開店祝い

 慶東国では、農暦である芒種(ぼうしゅ)が近付きつつあった。芒種とは米の種子、つまりモミを田に蒔く時期の事である。だが、白端の茶と呼ばれる団茶が有名な慶東国では、茶摘の時期という方が馴染みが深い。芒種前後七日間、つまり十四日間の間に摘まれた茶葉は、茶葉に含まれる成分の一つが最も活動し易いのだろう。これで造られた団茶は最も貴ばれている。故に、この頃下界では俄かに忙しく、そして茶を摘む民の口ずさむ鼻歌が、あちらこちらで聞かれる。


 堯天は金波宮。
 一通りの政務をこなし、浩瀚は陽子に本日奏上すべき事をすべて申し伝えた後だった。退出しようとすると、陽子から少し時間を欲しいと呼び止められた。そして王の私室である正寝にいる。本来であれば、ここへ臣下が立ち入る事は出来ない。しかし、浩瀚は冢宰を拝命されてから、ここへ入る特免を賜っていた。初めは、まだ(まつりごと)に不慣れな陽子に、すぐいろいろな事を教えられるようにと、陽子のたっての希望であった。緊急の処置の筈であったが、今では至極当然な事になり、金波宮ではこれが通例になりつつある。
「急に呼び止めて済まない。実は、お前から頼まれていた物を渡そうと思って」
 卓子をはさみ、陽子と浩瀚はお互いの顔を見合わせた。
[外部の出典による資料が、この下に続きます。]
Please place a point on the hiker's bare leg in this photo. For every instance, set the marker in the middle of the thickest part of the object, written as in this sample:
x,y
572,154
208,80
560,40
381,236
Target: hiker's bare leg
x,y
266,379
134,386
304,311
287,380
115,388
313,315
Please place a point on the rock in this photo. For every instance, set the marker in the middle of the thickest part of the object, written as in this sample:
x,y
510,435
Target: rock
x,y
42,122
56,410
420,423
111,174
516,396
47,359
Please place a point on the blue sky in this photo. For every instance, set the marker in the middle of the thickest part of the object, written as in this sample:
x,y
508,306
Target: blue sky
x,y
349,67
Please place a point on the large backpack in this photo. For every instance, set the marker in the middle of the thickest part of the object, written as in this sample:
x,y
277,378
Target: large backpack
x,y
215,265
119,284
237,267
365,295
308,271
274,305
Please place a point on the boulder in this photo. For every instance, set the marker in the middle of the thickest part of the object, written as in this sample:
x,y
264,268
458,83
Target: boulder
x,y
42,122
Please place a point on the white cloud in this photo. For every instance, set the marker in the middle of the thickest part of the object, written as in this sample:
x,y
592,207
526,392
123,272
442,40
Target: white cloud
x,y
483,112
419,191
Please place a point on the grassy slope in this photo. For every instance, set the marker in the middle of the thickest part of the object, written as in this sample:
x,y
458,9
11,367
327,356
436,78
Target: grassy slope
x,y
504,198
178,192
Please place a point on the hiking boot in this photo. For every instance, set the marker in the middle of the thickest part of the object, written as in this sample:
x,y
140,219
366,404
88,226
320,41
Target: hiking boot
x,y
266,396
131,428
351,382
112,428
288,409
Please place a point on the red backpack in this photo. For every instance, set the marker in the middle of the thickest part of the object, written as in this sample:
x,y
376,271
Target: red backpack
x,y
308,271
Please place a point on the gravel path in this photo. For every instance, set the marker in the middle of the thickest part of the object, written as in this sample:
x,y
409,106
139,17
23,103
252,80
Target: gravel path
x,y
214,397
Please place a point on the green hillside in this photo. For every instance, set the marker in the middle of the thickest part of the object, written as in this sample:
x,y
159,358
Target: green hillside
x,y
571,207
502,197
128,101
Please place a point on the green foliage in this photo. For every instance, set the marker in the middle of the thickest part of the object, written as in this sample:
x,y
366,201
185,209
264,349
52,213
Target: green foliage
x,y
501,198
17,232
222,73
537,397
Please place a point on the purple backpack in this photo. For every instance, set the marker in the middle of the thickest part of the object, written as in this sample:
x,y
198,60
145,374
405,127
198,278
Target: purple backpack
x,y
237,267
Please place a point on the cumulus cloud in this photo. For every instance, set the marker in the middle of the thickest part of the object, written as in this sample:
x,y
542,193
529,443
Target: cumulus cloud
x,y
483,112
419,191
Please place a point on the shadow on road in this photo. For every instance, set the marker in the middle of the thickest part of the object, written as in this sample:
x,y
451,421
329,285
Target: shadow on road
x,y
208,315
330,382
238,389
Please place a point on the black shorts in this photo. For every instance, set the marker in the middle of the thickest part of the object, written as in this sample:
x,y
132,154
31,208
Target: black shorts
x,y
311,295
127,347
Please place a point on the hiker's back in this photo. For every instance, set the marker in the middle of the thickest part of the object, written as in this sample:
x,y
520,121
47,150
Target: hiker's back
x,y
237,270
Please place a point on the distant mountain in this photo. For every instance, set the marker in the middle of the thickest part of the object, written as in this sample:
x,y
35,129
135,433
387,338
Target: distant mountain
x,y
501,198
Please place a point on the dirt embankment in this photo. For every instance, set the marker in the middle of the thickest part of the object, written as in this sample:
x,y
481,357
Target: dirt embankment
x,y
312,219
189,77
淹れられた団茶の清清しい湯気をぼぉーと眺めていた浩瀚は、はっと我に返る。
「如何した?」
 陽子が尋ねると
「いえ、こうして民がつつがなく農作物を栽培する事が出来るようになったのだなぁと思いまして。今時期は茶摘歌があちこちで聞かれるのですよ」
 浩瀚は穏やかに笑うと、茶をゆっくりと楽しんだ。
「そうなのか。私は生まれた土地でも農業とは無縁だったからな。実際、ゆっくり見た事はないよ。その内、降りてみようか」
「政務をしっかり整えて、皆が納得して送り出してくれるよう、根回しをお願い申し上げます。ここの者は生真面目な者が多い故、主上が居りませんと、すぐ大事になるのです」
 淡々と浩瀚が言うと、陽子は「そうだなぁ」と面白そうにころころ笑う。そして用意していた包みを、卓子に置いた。浩瀚はそれにちらりと視線を向けると、丁寧に礼を述べた。
「お忙しいにも関わらず、無理を申しまして失礼致しました」
「ああ、いいよ。……しかし、浩瀚がこんなにも気に入るとはねぇ」
 その包みの正体は、以前浩瀚に送った事のある菓子である。陽子は軽くお辞儀をして、包みを両手で浩瀚の前にしずしずと差し出した。
「お受け取り下さいませ」
 陽子の仕草が、公人の時とは違う、私的な浩瀚と二人だけの時に見せる可憐な面持ちだったので、浩瀚は知らず、この菓子を、初めて味わった時の事を思い出す。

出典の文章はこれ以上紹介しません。